Like any other young twenty-something, I desire a life full of adventure; travelling across the globe, meeting new people and perhaps getting tipsy sometimes along the way. So, ever since I went to university and live miles away from my family, I started going across the country. Then across the continent. Then the globe.
I always find new places exciting. I love the feeling of breathing a new air (even if it’s polluted). But recently I felt a bit… scattered.
While talking to a bunch of travel buddies about it, they usually laugh and say, “Man, you’re homesick!”
I laugh along but it kept me thinking: do I miss home? I mean, I’ve lived there for ¾ of my life up until now. Why should I miss it? Do I not have the “travel spirit”? I mean, my parents complain all the time and urge me to come home sometimes, but I’ve ignored their requests for the past few years. My friends back home asked me for a meet-up, but I’m always half a world away or at least out of town.
When I was first introduced to geography, my eyes were wide open. I knew there’s so much to see and I’ve spent too much time in one place: my hometown. So, I promised myself that once I make my own money, I’ll go on travelling as much as I can.
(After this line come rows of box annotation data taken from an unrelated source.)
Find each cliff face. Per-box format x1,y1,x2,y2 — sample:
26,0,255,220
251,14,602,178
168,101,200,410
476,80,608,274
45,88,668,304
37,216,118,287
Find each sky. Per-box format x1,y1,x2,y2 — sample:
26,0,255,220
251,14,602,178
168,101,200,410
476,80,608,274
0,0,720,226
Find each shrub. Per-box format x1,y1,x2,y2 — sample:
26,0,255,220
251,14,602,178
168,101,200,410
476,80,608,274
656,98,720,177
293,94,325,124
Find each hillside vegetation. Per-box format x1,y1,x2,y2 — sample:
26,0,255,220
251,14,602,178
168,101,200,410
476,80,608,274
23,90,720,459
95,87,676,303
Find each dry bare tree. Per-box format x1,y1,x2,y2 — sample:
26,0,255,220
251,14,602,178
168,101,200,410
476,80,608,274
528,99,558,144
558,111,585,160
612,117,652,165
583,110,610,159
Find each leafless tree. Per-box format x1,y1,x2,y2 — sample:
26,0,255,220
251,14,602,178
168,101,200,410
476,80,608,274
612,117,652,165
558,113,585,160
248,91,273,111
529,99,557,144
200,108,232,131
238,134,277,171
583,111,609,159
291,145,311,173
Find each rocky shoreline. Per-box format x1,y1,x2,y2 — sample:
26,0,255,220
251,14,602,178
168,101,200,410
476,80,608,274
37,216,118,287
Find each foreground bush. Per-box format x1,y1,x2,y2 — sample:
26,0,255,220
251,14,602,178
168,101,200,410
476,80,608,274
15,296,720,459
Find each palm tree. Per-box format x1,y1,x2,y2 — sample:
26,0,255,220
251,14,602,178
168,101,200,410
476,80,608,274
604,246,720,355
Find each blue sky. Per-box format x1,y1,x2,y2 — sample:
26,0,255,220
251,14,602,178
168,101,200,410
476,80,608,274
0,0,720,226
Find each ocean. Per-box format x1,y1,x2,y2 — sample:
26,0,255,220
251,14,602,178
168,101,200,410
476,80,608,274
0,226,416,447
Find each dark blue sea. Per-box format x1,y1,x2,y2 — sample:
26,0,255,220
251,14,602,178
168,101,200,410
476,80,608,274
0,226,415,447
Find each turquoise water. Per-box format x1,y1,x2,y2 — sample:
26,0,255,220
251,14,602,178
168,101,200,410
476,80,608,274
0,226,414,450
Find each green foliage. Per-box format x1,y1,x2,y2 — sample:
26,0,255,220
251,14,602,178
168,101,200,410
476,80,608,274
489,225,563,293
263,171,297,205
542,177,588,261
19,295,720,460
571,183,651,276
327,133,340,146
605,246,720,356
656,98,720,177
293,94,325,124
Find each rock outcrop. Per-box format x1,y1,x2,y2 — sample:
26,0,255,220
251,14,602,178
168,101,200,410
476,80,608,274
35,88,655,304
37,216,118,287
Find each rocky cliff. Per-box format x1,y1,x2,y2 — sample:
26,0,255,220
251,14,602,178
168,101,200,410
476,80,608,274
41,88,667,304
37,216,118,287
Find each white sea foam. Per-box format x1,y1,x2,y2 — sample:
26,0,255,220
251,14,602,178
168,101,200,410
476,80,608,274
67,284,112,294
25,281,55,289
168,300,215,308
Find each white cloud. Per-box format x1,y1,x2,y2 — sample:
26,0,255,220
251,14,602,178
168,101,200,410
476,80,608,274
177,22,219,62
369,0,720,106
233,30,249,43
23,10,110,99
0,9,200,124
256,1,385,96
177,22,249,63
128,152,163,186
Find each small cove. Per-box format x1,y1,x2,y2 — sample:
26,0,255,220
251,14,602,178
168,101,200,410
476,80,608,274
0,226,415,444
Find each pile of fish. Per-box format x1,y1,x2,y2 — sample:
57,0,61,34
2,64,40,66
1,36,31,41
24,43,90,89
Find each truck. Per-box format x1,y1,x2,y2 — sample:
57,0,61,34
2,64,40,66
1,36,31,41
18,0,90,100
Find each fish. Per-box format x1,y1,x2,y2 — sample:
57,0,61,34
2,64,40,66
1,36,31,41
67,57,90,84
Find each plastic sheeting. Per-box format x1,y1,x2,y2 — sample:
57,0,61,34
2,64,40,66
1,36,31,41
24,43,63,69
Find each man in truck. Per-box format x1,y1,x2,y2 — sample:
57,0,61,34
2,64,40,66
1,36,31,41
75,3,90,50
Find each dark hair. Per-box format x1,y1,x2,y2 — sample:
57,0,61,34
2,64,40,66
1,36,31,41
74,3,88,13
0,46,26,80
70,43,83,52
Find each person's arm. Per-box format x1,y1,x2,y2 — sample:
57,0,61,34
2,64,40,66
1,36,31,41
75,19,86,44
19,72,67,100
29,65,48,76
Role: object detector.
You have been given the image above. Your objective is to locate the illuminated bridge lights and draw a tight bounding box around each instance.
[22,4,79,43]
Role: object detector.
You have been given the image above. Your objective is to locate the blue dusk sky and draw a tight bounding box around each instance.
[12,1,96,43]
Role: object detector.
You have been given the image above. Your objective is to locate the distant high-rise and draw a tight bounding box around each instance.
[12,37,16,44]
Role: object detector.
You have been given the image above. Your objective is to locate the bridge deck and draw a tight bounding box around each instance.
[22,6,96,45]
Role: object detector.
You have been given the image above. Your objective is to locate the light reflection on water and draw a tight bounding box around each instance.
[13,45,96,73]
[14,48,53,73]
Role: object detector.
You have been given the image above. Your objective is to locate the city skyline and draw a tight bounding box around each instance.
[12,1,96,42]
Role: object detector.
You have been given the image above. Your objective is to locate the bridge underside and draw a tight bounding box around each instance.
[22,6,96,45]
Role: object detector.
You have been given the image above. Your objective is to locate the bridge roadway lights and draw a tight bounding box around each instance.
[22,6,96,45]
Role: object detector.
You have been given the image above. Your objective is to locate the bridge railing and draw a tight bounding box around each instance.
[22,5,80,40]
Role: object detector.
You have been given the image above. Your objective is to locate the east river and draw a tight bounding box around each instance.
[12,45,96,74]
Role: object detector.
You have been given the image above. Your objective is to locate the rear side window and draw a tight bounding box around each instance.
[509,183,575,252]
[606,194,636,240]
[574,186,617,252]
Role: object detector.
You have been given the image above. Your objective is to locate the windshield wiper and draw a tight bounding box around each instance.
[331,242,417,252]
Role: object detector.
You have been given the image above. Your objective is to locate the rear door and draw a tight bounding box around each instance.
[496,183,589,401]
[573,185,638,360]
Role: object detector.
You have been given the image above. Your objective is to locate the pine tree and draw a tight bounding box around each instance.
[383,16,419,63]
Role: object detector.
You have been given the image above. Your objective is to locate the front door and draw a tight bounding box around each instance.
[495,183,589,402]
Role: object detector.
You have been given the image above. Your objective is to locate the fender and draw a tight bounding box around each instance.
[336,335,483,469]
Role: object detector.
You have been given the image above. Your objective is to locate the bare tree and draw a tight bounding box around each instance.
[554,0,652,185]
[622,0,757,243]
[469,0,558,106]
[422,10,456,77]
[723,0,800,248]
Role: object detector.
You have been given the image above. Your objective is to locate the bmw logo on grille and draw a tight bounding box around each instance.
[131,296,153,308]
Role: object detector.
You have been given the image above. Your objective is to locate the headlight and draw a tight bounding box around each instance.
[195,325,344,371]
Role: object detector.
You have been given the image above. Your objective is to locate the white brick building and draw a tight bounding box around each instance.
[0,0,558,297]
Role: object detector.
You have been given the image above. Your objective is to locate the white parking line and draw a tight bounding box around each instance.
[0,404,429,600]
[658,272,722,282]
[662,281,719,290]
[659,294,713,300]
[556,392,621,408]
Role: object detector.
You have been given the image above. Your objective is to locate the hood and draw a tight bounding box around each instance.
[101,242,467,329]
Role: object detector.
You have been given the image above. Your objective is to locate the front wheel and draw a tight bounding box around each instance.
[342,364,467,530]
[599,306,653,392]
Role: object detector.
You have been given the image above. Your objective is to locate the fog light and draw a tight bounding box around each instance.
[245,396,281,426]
“Homesick” is not in my dictionary. At least until now.
A travel buddy suggested that I head back home for a while and get settled. Maybe not settled for good, but enough to cure my roughly diagnosed “homesick”.
When I landed and get a taxi home, I see how different my hometown is. There are more buildings and restaurants. Some familiar faces have gone, either they’ve passed away or moved out. My big extended family, who always peeked around each other’s businesses as I grew up, are nowhere to be seen. Well, only a few of them stayed, most have moved after they got married or have a new job or retired. Even my parents are having their “honeymoon” for the first week I am home!
But this is the time where I get to reflect.
I feel just as lonely as I was the last time I’m travelling. This is weird. I thought I was homesick, but now that I am home… Why do I feel the same?
Since I am home anyway, I decided to meet up with some old friends and extended families who are still around. I must say, I miss them. Then it hit me: maybe I wasn’t “homesick” as in missing a place. I miss the people. I miss the familiarity I share when I’m around them.
Catching up with them has led me to realize: I miss my home and home is wherever my loved ones are. So, when I left my hometown for another trip, I brought along some of my old friends, family and parents (not at once, I adjust to their schedules and where they want to go). Since then, I’ve felt so much put together and most importantly: loved.
If only I’d realized this sooner, I would have spent as much time with people I love, instead of being too busy searching for new people.